His father, a member of parliament, was also a lawyer with a private practice focused on constitutional law. Dabdoub remembers spending after-school hours at his office while his mother ran errands. There was always a line to see his father.

“They were all poor,” Dabdoub says. “In Jamaica, people aren’t segregated by color, but they are segregated by economic status. The poor don’t have access.”

Looking back, Dabdoub appreciates his father’s compassion. “He was running a law practice and trying to be profitable. But he always listened to people and helped them.”

Dabdoub and three of his siblings followed their father into law. After graduating from high school in Jamaica, Dabdoub pursued an undergraduate degree in Miami, completed an MBA at Florida International University, then returned to the University of Miami to study law.
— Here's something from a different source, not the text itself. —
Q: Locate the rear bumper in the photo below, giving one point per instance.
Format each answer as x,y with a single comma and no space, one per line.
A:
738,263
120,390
“I always knew I wanted to have my own law firm and I wanted to do something on a big scale,” he says. 

He clerked for Wagar Law Firm, a Coconut Grove firm that represented plaintiffs with disability claims. That led to a job with the firm, followed by a partnership, then a practice of his own. But it was while he was still a law clerk that Dabdoub’s future was mapped. 

A husband and father of two had fallen off a ladder and injured his back. His insurance company paid disability benefits for years, then stopped. 

“They decided that he’d had a miraculous recovery from what was obviously a permanent back injury,” Dabdoub says. 

The family was on the verge of losing their home. Dabdoub remembers how the man wept when he heard that the firm would recover his unpaid benefits. 

“There’s a feeling that comes over you when you decide, ‘This is what I’m going to do,’” Dabdoub says. “It was then that I saw the power of a law license if used for good.”